When she looked back now, perhaps if they had been paying attention, they would have seen the headlights of the truck swerving into their lane. Perhaps they could have warned Sarah, maybe she could have avoided the obviously intoxicated driver. But that was not God’s plan. Tears streamed down her face now and her broken sobs carried through the silence of the graveyard. She did not blame herself for her friend’s death, or at least not the death of her body. But the eternal death of Sarah’s soul was what she grieved even to this day.

Sarah had never fully understood the loving devotion that her best friend shared for God. The blind faith always baffled her. How could anyone feel that strongly about something they couldn’t see?

Of course she had dragged Sarah to church regularly enough, but the message had never hit home. She did not want to push her friend, for fear that she would be driven away, but now she regretted the nonchalance with which they had treated the subject. And now it was too late.

She remembered a Bible verse that she had learned as a child in Sunday School where Jesus charged the apostles to spread the gospel, and it haunted her now.

“Therefore go make disciples of all nations, baptizing them in the name of the Father, and the Son, and of the Holy Spirit.” Matthew 28:19.

She knew that it had been her responsibility to share what Jesus had done, not only with Sarah, but with everyone she met. She had always been too timid to just walk up to people and start preaching. She worried that people would think she was some Bible-carrying fanatic.

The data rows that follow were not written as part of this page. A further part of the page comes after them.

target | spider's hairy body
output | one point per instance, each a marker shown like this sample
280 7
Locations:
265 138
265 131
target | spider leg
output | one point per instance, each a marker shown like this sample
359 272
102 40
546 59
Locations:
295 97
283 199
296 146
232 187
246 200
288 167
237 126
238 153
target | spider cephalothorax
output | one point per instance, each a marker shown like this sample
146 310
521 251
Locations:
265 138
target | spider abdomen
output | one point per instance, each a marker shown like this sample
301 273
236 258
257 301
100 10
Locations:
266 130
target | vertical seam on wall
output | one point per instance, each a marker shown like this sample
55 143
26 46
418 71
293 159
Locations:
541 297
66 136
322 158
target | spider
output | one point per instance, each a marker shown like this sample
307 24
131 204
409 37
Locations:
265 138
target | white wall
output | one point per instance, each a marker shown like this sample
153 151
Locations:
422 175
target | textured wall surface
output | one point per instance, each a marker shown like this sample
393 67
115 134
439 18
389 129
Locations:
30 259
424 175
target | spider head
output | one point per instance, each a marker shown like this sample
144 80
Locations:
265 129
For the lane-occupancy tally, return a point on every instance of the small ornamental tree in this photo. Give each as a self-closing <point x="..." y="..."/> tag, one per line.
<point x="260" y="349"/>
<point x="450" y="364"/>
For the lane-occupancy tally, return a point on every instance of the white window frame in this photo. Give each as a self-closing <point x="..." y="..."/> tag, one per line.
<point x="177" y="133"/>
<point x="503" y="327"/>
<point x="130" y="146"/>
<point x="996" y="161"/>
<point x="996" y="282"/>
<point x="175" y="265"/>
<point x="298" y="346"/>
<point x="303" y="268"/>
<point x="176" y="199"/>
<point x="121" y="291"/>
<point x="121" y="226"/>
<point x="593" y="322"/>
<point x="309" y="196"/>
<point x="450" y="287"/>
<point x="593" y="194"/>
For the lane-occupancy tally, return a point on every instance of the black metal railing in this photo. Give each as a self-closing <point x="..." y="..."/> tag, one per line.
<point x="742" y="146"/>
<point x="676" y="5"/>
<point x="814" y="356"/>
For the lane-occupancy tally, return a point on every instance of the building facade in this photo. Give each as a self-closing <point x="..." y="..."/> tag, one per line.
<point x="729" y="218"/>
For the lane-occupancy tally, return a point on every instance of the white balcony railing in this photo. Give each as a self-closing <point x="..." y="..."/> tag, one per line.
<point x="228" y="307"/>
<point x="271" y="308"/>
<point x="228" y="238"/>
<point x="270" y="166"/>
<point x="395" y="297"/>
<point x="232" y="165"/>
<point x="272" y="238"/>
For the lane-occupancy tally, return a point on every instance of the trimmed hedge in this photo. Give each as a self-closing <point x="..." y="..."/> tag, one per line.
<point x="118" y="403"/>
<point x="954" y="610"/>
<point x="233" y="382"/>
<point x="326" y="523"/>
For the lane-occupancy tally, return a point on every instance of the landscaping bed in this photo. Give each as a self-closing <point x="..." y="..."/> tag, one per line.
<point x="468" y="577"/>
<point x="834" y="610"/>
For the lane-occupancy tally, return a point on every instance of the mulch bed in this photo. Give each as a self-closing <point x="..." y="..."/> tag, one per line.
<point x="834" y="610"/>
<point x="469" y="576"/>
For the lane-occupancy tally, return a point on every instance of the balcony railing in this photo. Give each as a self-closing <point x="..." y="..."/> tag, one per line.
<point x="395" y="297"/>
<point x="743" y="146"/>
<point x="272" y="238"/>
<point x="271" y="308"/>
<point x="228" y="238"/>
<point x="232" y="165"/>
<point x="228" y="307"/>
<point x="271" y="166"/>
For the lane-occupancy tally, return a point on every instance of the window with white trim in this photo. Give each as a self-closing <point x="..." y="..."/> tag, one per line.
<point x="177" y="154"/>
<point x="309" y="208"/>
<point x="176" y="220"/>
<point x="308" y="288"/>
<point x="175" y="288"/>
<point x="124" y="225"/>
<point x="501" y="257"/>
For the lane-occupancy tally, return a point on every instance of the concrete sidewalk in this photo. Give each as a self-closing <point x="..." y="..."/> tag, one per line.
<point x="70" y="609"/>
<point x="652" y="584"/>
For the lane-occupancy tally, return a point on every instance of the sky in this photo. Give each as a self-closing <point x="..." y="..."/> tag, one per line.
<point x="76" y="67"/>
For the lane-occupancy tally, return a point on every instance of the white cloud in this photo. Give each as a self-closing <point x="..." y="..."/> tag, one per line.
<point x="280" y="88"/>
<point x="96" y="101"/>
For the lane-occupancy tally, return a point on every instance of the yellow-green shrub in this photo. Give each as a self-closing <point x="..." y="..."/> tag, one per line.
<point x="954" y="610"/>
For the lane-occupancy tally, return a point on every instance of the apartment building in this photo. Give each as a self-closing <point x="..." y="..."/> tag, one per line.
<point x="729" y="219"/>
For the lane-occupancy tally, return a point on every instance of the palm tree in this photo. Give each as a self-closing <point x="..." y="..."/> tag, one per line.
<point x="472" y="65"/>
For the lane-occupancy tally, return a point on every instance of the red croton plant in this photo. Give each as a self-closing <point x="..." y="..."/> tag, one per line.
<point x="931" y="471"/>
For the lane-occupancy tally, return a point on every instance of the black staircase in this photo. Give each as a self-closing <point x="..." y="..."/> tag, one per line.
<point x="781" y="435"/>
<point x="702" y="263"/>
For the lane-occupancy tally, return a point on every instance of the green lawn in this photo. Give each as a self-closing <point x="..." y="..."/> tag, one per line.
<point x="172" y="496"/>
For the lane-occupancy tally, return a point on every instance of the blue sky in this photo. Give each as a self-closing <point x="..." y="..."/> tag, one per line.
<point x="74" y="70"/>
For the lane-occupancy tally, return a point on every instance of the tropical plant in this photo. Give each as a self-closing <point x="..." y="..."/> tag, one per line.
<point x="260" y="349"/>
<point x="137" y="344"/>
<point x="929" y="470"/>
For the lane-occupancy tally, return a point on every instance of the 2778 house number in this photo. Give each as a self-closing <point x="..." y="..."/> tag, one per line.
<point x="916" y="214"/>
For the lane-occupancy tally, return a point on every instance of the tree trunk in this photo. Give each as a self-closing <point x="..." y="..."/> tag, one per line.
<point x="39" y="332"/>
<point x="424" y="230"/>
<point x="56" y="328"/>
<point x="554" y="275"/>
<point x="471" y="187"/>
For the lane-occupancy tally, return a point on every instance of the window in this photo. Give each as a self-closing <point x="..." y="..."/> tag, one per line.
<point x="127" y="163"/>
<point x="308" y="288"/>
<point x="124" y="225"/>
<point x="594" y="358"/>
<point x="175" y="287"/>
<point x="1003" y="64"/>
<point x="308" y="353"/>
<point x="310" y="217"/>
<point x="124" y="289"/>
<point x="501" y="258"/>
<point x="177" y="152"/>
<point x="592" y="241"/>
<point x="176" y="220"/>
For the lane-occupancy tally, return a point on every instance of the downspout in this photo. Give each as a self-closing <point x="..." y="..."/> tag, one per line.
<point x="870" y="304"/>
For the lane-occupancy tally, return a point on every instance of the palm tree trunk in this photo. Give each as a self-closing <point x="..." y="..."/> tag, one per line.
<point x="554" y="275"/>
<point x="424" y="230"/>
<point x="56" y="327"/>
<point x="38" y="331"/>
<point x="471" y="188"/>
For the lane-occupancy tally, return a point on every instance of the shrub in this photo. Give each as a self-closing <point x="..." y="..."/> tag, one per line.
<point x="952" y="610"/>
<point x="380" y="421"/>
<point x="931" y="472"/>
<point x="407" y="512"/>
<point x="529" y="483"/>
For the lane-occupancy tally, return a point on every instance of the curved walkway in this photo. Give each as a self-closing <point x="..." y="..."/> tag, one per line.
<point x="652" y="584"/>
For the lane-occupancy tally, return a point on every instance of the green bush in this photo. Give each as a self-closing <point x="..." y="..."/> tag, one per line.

But after Sarah's death, her fears had changed. She no longer worried what strangers might think, or what her friends might think, or even what her family might think. Instead, she feared what might happen if she were to bite her tongue when she knew she should take a stand. What might happen if she let someone walk away without knowing the truth that Jesus Christ had died for them.

For the past three years since Sarah had died, she had worn her friend’s favorite sneakers and guitar pick nearly every single day as a reminder of the burden she bore and the commission she shared to fight for the souls of God’s children.

When she stood up, she felt the same sense of determination that she always felt after facing those memories. A determination to share all she could about her faith with everyone she came across so that no one would walk away without knowing the message of her God and his Son. It was her calling, the calling that we all share as believers in Christ.